The aim of the present study was to determine whether systemic sensitisation and chronic aeroallergen challenge in macaques replicate the classical and emerging immunology and molecular pathology of ...human asthma. Macaques were immunised and periodically challenged over 2 yrs with house dust mite allergen. At key time-points, serum, bronchoalveolar lavage (BAL) and bronchial biopsies were assayed for genes, proteins and lymphocyte subpopulations relevant to clinical asthma. Immunisation and periodic airway challenge induced changes in immunoglobulin E, airway physiology and eosinophilia consistent with chronic, dual-phase asthma. Sensitisation increased interleukin (IL)-1β and -6 concentrations in serum, and IL-13 expression in BAL cells.
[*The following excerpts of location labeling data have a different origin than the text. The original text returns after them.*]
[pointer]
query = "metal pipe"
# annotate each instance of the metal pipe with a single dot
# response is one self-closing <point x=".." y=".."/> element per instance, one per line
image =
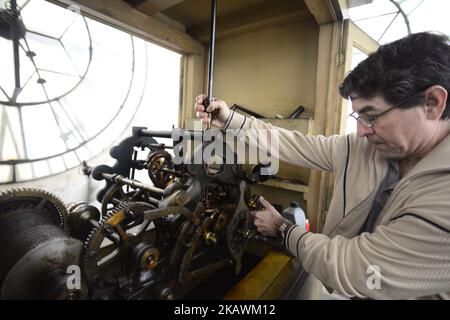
<point x="212" y="47"/>
<point x="250" y="112"/>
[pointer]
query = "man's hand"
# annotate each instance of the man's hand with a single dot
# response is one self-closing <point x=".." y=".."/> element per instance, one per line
<point x="268" y="220"/>
<point x="222" y="112"/>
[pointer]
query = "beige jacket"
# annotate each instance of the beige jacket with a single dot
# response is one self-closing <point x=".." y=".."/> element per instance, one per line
<point x="408" y="254"/>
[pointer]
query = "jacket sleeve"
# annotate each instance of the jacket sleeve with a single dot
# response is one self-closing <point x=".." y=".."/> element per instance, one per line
<point x="407" y="258"/>
<point x="314" y="152"/>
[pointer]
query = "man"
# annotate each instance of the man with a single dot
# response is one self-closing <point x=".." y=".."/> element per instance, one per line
<point x="389" y="218"/>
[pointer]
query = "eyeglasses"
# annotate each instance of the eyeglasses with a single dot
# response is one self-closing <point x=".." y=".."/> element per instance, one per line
<point x="370" y="122"/>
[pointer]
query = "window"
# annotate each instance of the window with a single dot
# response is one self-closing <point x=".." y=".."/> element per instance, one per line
<point x="82" y="85"/>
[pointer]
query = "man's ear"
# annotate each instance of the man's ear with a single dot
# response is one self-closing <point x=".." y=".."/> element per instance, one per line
<point x="436" y="99"/>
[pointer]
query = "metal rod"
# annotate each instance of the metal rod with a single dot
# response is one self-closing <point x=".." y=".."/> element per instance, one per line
<point x="250" y="112"/>
<point x="15" y="39"/>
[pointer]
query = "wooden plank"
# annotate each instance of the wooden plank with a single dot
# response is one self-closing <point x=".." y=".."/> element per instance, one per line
<point x="152" y="7"/>
<point x="326" y="95"/>
<point x="321" y="10"/>
<point x="261" y="15"/>
<point x="123" y="16"/>
<point x="288" y="185"/>
<point x="264" y="279"/>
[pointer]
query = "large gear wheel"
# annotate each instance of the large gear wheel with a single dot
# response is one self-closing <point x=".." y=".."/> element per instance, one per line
<point x="43" y="202"/>
<point x="102" y="262"/>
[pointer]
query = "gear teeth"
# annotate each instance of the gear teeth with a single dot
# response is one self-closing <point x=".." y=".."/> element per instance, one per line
<point x="58" y="204"/>
<point x="87" y="246"/>
<point x="86" y="259"/>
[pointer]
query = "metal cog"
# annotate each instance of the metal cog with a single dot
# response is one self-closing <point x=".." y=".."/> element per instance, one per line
<point x="16" y="199"/>
<point x="113" y="222"/>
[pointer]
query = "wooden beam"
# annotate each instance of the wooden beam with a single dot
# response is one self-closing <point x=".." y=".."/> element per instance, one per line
<point x="252" y="18"/>
<point x="123" y="16"/>
<point x="321" y="10"/>
<point x="151" y="7"/>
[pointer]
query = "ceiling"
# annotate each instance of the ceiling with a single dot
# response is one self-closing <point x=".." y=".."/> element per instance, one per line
<point x="194" y="15"/>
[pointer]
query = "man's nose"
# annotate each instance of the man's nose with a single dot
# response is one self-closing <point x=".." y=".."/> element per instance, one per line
<point x="363" y="130"/>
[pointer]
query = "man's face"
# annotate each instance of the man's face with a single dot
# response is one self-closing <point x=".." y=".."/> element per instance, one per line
<point x="398" y="133"/>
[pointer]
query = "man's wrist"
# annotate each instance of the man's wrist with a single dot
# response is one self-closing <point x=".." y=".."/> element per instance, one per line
<point x="283" y="227"/>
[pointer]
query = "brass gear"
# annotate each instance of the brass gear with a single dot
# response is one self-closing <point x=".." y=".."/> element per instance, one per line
<point x="113" y="226"/>
<point x="16" y="199"/>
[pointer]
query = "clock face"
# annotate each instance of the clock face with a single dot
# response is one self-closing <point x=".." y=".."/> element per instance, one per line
<point x="69" y="86"/>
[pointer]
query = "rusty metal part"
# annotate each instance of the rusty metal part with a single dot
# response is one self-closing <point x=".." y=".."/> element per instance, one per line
<point x="43" y="201"/>
<point x="146" y="256"/>
<point x="239" y="224"/>
<point x="160" y="168"/>
<point x="36" y="251"/>
<point x="82" y="217"/>
<point x="210" y="238"/>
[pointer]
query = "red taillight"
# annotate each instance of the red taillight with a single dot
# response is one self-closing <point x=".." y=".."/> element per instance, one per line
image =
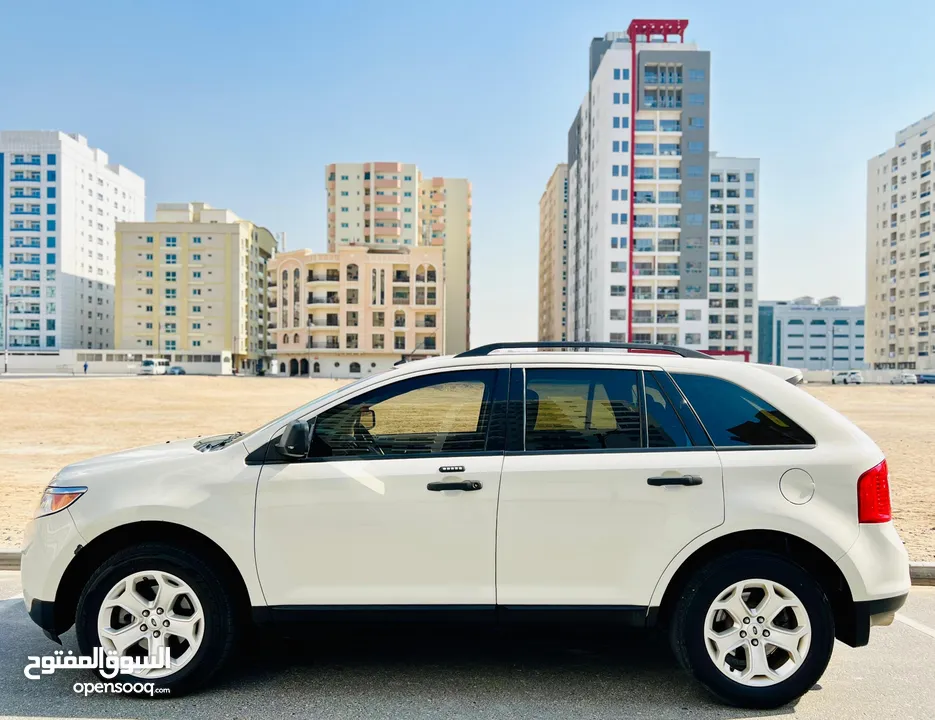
<point x="873" y="495"/>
Airway challenge increased: early expression of IL-5, -6, -13 and -19, and eotaxin; and variable late-phase expression of IL-4, -5 and -13, and thymus- and activation-regulated chemokine in BAL cells. CD4+ lymphocytes comprised 30% of the CD3+ cells in BAL, increasing to 50% in the late phase. Natural killer T-cells represented <3% of the CD3+ cells. Corticosteroid treatment reduced serum histamine levels, percentage of CD4+ cells and monocyte-derived chemokine expression, while increasing CD3+ and CD8+ cells in BAL. Sensitisation and periodic aeroallergen challenge of cynomolgus macaques results in physiological, cellular, molecular and protein phenotypes, and therapeutic responses observed in human asthma, providing a model system useful in target and biomarker discovery, and translational asthma research.